My crew of 3 and I will surely practice together before the race in different conditions so we are confident out there- this is one of the reasons I want my boat in the water before I leave. I keep it docked behind my parents house so my dad will keep an eye on it and give it some exercise every so often while I'm away. I also want to be able to just hop aboard my boat the moment I return 

I understand the weather is flaky in July with squalls one minute and dead calm seas the next, so we will prepare for that accordingly. I will take your advice and assign roles for food (I cannot live off of pretzels and candy) and we will organize shifts to maintain energy and alertness. I will check out John's article- thank you for that.

For the boat to UK, I will remain optimistic for a little longer that the internet and some friends of friends of friends will find me something. But as I said, if I don't find anything by February-ish I will need to look into plane tickets.

As for my boat, I'd say it's well-equipped for racing; I have 110 and 130 furling jibs, a 150 light air genoa, a whisker pole, but only one reef on my main. I also have a spinnaker that I want to get more familiar and confident with before the race, but I signed up for the non-spin division so I won't be using it during the race anyway.

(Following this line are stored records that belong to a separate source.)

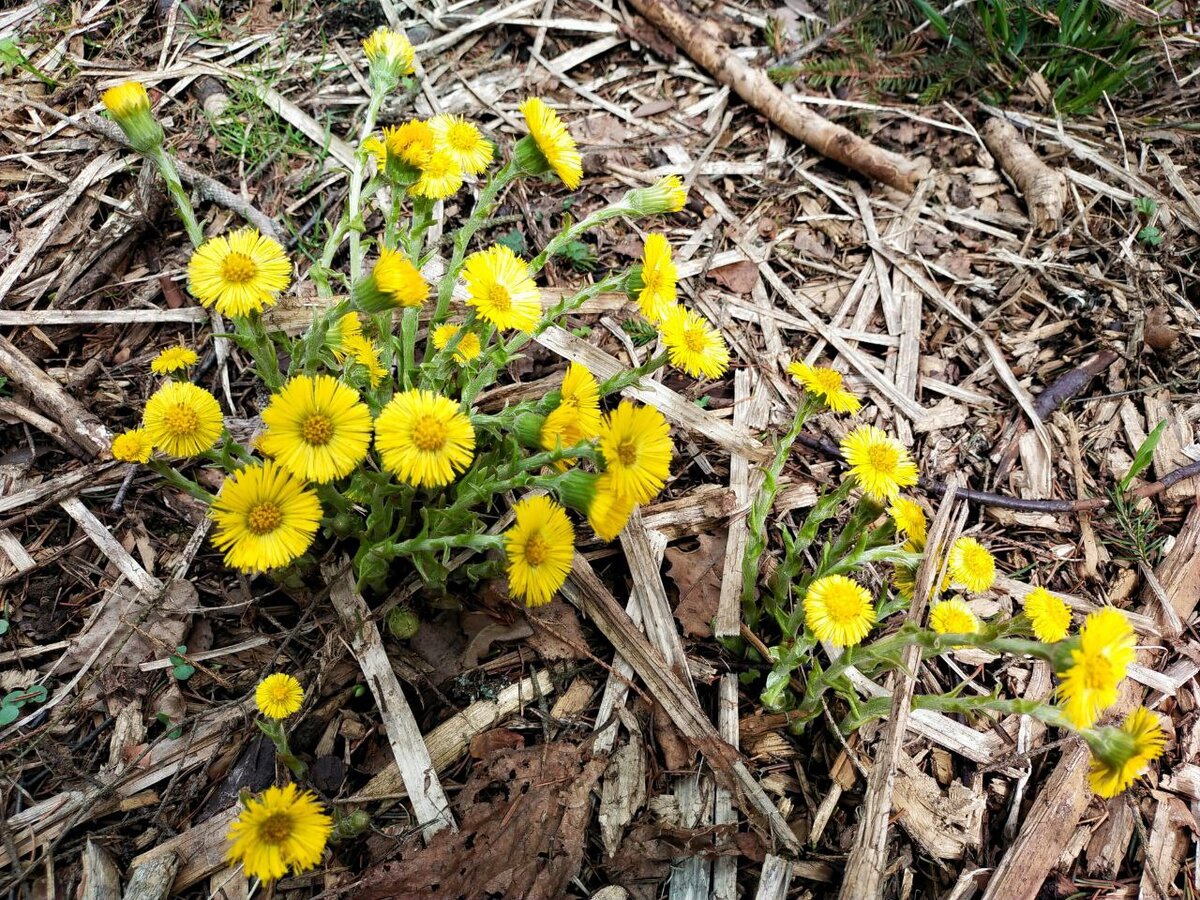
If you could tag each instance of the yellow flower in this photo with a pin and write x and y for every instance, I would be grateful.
(636, 445)
(909, 519)
(240, 273)
(610, 511)
(1120, 756)
(469, 149)
(317, 429)
(1048, 615)
(424, 439)
(839, 610)
(971, 565)
(501, 289)
(1097, 665)
(441, 177)
(552, 142)
(132, 447)
(468, 345)
(693, 345)
(283, 829)
(881, 465)
(181, 419)
(173, 359)
(279, 696)
(264, 517)
(394, 282)
(953, 617)
(826, 384)
(130, 107)
(658, 294)
(540, 547)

As with any long distance sail, obviously I will be researching and plotting the potential routes and marking waypoints in my GPS. Thank you, Hudsonian, for the advice on entering the Sound. There are several variables that my team and I will need to consider and plan for to be ready for whatever comes our way. We still have plenty of time before the race, but I'm already super excited and want to prepare as much as possible because I know the spring and beginning of summer will fly by with what I have planned.


----------



## sailmedic (Dec 28, 2016)

Hi Fellow Island Boy,
The round LI Regatta sounds so cool. If you need extra crew let me know. In any case keep me updated.
God Bless,
Sailmedic


----------



## CalebD (Jan 11, 2008)

For the ALIR (or any race for that matter), if you find yourself in no-wind/low-wind situation with adverse current that overpowers your headway, anchoring is a valid strategy. Waiting for wind and/or current in one place beats drifting backwards.

Enjoy your Clipper training in ol' Blighty. That sounds wonderful.


----------



## Goodwind90 (Jul 19, 2016)

CalebD said:


> For the ALIR (or any race for that matter), if you find yourself in no-wind/low-wind situation with adverse current that overpowers your headway, anchoring is a valid strategy. Waiting for wind and/or current in one place beats drifting backwards.
> 
> Enjoy your Clipper training in ol' Blighty. That sounds wonderful.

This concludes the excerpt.